AI WRITES 55% FASTER CODE

Mostaque's estimates might be somewhat exaggerated because he runs a company with interests in the sector, but what if they are true and we have the end of human programming just around the corner? What if it is no longer necessary to teach our young people to speak the language of machines, as Pedro Sánchez proposes?

"I wish it had been done five or 10 years ago, but it's not too late as long as you focus well," says Senén Barro, professor of Computer Science and AI at the University of Santiago de Compostela. " My generation had to learn to speak the language of machines, but if ChatGPT is revolutionary it is precisely because it is machines that have learned to speak ours," he adds.

That is, it could no longer make sense to spend years mastering languages full of commands, symbols and logical levels if we can ask the AI to write lines of code from some indications, written or verbal, in our language. "I tell my computer science students: 'You're going to live your whole life of computational thinking and applying it to solve problems, not writing code,'" Barro explains.

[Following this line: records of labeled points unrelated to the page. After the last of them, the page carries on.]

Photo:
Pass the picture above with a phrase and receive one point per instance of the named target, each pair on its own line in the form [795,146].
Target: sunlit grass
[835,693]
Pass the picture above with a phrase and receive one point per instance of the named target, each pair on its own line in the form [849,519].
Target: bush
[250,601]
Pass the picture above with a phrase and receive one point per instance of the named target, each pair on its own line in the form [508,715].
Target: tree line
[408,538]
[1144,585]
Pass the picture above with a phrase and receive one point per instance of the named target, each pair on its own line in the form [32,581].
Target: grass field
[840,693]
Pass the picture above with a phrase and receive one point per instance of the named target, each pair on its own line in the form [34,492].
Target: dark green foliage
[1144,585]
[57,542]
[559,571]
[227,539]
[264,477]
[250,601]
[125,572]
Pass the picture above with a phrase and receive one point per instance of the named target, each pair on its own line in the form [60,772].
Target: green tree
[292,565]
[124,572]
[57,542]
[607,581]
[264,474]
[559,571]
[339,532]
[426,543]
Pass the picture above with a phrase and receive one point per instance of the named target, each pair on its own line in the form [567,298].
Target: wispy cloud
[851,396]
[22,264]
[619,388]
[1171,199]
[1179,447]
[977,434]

In this need to pilot the AI, raise needs and monitor its possible errors is where the hopes for the future for programmers would lie. "AI tools are a great help for the productivity of developers, who can write better code faster, but in no case will they replace them," says G.. Algarra from the most optimistic vision.

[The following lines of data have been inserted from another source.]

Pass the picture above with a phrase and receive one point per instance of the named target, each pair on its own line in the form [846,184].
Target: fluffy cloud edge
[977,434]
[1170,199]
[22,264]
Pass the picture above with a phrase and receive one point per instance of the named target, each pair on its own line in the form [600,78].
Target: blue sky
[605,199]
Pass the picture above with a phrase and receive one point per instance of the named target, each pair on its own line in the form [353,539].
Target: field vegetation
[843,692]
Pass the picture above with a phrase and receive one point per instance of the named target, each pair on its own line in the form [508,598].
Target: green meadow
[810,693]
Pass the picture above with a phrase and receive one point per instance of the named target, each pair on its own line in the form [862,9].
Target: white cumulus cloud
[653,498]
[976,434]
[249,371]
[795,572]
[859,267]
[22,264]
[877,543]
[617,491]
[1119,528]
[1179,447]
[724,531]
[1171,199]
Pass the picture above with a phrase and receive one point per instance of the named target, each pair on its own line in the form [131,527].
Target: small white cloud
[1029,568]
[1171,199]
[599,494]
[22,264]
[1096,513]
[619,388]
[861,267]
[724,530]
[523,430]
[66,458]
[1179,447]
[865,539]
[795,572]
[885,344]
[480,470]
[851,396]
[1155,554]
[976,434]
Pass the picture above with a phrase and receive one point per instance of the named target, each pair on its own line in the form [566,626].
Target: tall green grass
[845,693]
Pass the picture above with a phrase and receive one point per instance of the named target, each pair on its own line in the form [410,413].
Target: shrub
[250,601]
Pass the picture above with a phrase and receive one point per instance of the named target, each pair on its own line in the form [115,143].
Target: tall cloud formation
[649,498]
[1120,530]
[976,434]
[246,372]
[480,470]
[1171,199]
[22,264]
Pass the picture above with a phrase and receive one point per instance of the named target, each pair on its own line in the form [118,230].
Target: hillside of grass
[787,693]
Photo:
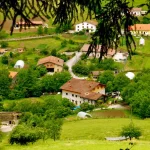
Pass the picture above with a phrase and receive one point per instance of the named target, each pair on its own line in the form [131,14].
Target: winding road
[72,62]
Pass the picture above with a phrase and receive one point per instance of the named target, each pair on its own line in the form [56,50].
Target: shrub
[23,135]
[4,44]
[86,106]
[63,43]
[44,52]
[131,131]
[5,59]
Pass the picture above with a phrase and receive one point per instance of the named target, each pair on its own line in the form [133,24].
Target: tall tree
[113,16]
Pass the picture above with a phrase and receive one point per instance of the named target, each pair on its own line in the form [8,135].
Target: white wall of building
[85,25]
[75,98]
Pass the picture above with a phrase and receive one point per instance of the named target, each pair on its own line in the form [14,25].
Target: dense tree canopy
[113,16]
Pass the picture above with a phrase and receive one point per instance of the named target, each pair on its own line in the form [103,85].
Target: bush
[4,44]
[24,135]
[44,52]
[86,106]
[63,43]
[131,131]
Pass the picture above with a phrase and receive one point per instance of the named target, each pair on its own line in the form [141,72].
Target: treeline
[39,119]
[84,67]
[30,82]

A study conducted by Github among programmers who used Copilot revealed that they generated code 55% faster and that 88% of them felt more productive and 74% said they were happy to be able to focus on less routine work. And that is positive, no doubt, but if today, with AI tools that can be improved, code is written 55% faster, it is most likely that at some point at least half of the programmers will survive.

"It is often said that there will always be tasks that will not be automatable and that people will have to do," argues Barro. "And it is quite likely that we will not reach 100% automation in decades, but if 80% is reached, it is clear that fewer people will be needed to dedicate themselves to programming," he concludes.

COMPUTATIONAL THINKING

According to estimates by the consultancy Evans Data, in 2021 there were 26.9 million software developers in the world. That half or two-thirds of them suddenly find themselves unemployed could be a real employment drama.

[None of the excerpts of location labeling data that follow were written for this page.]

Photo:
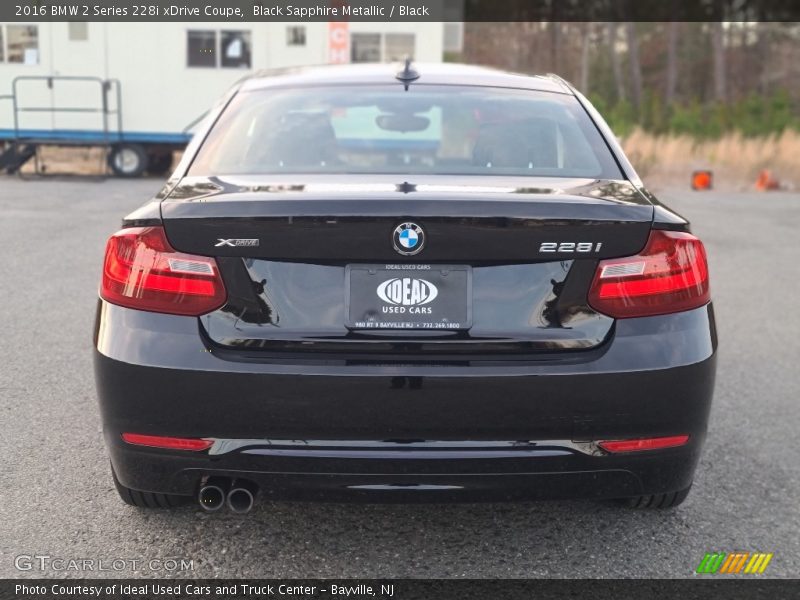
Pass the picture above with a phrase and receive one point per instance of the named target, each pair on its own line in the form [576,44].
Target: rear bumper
[332,430]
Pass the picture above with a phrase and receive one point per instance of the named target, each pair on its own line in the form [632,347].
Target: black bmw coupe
[432,283]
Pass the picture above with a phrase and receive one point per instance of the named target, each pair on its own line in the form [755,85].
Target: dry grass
[735,160]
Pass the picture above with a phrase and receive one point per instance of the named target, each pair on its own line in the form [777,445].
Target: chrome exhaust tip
[211,496]
[242,496]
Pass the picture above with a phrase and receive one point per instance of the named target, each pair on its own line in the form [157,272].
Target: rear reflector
[643,444]
[142,271]
[670,275]
[157,441]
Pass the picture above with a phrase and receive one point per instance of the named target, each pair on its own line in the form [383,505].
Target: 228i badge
[408,239]
[275,323]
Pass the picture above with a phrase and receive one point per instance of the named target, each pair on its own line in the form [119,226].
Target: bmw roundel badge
[408,238]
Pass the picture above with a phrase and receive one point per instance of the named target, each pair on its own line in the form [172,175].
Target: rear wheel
[127,160]
[667,500]
[148,499]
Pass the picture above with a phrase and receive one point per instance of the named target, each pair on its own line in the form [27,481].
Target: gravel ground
[57,498]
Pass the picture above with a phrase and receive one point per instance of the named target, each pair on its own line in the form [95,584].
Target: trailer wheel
[127,160]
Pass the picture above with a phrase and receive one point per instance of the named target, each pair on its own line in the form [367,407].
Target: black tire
[159,163]
[127,160]
[668,500]
[148,499]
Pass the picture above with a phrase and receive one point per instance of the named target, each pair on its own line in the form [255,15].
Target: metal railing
[105,87]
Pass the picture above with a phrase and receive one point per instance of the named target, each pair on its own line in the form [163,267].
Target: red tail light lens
[169,443]
[142,271]
[670,275]
[643,444]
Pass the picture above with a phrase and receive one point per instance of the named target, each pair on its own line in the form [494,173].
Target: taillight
[142,271]
[639,445]
[169,443]
[669,275]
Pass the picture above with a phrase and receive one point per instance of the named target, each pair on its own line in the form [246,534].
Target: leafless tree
[672,62]
[718,54]
[634,64]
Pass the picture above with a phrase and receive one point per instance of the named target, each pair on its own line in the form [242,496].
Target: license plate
[408,296]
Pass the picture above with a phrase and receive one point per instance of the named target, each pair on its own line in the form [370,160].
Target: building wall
[160,92]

In that context, should we encourage our young people to focus on learning programming? "If the question is whether it is good for young students to learn to program to open professional doors, the answer is 'no'", ditches Senén Barro.

However, both he and G. Algarra believe that measures such as the one proposed by the Government are still necessary, although reoriented towards computational thinking. That is, not to teach schoolchildren how machines speak, but how they think, because that is where the job opportunities will be.

The importance of moving towards school 4.0

J.B.

The measure announced by the Government to promote robotics and programming among schoolchildren is part of the program that has been baptized as School Code 4.0. The initiative arose in line with the visit of the CEO of the Code.org platform, Hadi Partovi, to Pedro Sánchez in June 2022. This NGO already teaches programming to one in three students in the US and campaigns to promote learning about programming around the world. Personalities such as Bill Gates, Barack Obama and Mark Zuckerberg have supported them. In Spain, they already have a program with the Junta de Andalucía and have been supported by Queen Leticia and Ana Botín, president of Banco Santander, among other authorities.